Hi @padamshrestha, thanks for the question. I've tested this on Spark 3.3.0 with the latest version of tempo and the commands below work fine (note that the trades_df and quotes_df are created by enforcing the timestamp data type for event_ts)

Can you paste the exact code you run before the withRangeStats method? Also, which Spark platform do you run this on?

padamshrestha commented 1 year ago

Hi @rportilla-databricks, thanks for the quick response.
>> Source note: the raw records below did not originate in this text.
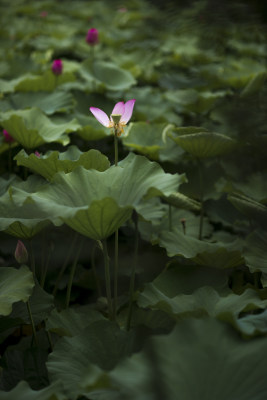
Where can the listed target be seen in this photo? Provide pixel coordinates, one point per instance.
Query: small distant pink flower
(119, 117)
(43, 14)
(92, 36)
(7, 137)
(57, 67)
(21, 254)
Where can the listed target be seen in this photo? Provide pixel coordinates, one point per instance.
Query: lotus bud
(92, 36)
(7, 137)
(57, 67)
(21, 254)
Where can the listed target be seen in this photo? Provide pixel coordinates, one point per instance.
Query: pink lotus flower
(92, 36)
(7, 137)
(120, 115)
(21, 254)
(57, 67)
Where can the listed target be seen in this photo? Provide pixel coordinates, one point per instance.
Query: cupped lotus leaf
(71, 322)
(107, 74)
(205, 144)
(204, 301)
(254, 210)
(255, 251)
(58, 101)
(32, 128)
(15, 285)
(52, 162)
(24, 392)
(97, 203)
(85, 359)
(217, 255)
(199, 359)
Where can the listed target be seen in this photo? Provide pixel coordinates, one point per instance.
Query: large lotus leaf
(98, 347)
(176, 219)
(53, 161)
(41, 305)
(145, 138)
(32, 128)
(255, 251)
(96, 203)
(91, 129)
(71, 322)
(106, 74)
(204, 300)
(199, 359)
(255, 211)
(23, 221)
(205, 144)
(253, 324)
(46, 82)
(58, 101)
(15, 285)
(24, 392)
(217, 255)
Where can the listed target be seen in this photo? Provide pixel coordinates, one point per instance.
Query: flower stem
(135, 260)
(116, 147)
(72, 272)
(32, 323)
(201, 201)
(107, 278)
(98, 286)
(170, 217)
(116, 272)
(64, 266)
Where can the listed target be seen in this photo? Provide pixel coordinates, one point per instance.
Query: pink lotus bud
(21, 254)
(57, 67)
(92, 36)
(7, 137)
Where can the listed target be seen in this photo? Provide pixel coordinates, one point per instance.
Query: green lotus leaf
(199, 359)
(255, 251)
(31, 128)
(24, 392)
(254, 84)
(97, 203)
(23, 221)
(204, 301)
(15, 285)
(205, 144)
(41, 305)
(217, 255)
(179, 200)
(107, 74)
(91, 129)
(71, 322)
(46, 82)
(53, 161)
(145, 138)
(88, 356)
(179, 218)
(250, 207)
(58, 101)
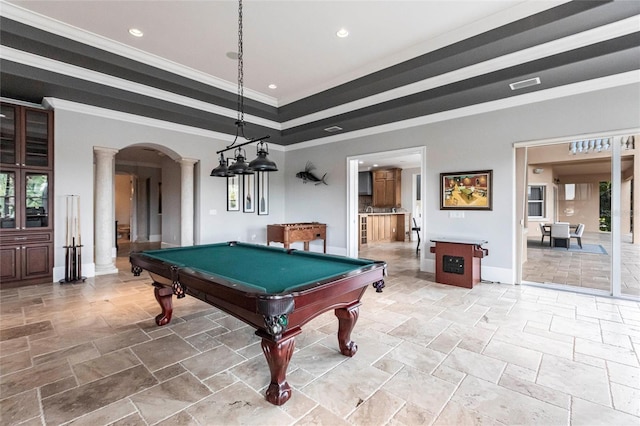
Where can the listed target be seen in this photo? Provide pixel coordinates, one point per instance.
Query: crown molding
(52, 65)
(628, 78)
(65, 105)
(574, 41)
(62, 29)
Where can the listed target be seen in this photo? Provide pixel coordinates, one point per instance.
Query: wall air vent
(525, 83)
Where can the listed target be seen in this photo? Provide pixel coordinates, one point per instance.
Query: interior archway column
(104, 220)
(186, 201)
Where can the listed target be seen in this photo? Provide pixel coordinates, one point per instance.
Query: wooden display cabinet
(288, 233)
(26, 196)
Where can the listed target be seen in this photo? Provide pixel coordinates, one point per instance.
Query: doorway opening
(362, 208)
(138, 199)
(577, 214)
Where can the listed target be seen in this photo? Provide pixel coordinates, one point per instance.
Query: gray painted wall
(76, 134)
(483, 141)
(478, 142)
Here is the code, it's actually from example from the link you provided:

from tempo import *
from pyspark.sql.types import *
from pyspark.sql.functions import *

trade_schema = StructType([
    StructField("symbol", StringType()),
    StructField("event_ts", TimestampType()),
    StructField("trade_dt", StringType()),
    StructField("trade_pr", DoubleType()),
    StructField("trade_qt", IntegerType()),
    StructField("date", TimestampType())
])

spark.read.format("csv").schema(trade_schema).option("header", "true").option("delimiter", ",").load("ASOF_Trades.csv").withColumn("trade_qt", lit(100)).withColumn("date", col("event_ts").cast("date")).write.mode('overwrite').option("overwriteSchema", "true").saveAsTable('tempo.trades')
trades_df = spark.table("tempo.trades")

trades_tsdf = TSDF(trades_df, partition_cols = ['date', 'symbol'], ts_col = 'event_ts')

moving_avg = trades_tsdf.withRangeStats("trade_pr", rangeBackWindowSecs=600).df

I have spark-3.3.1-bin-hadoop3.tgz on ubuntu container running them as local cluster with driver as client mode. And the host is macOS Ventura 13.0.1 (22A400)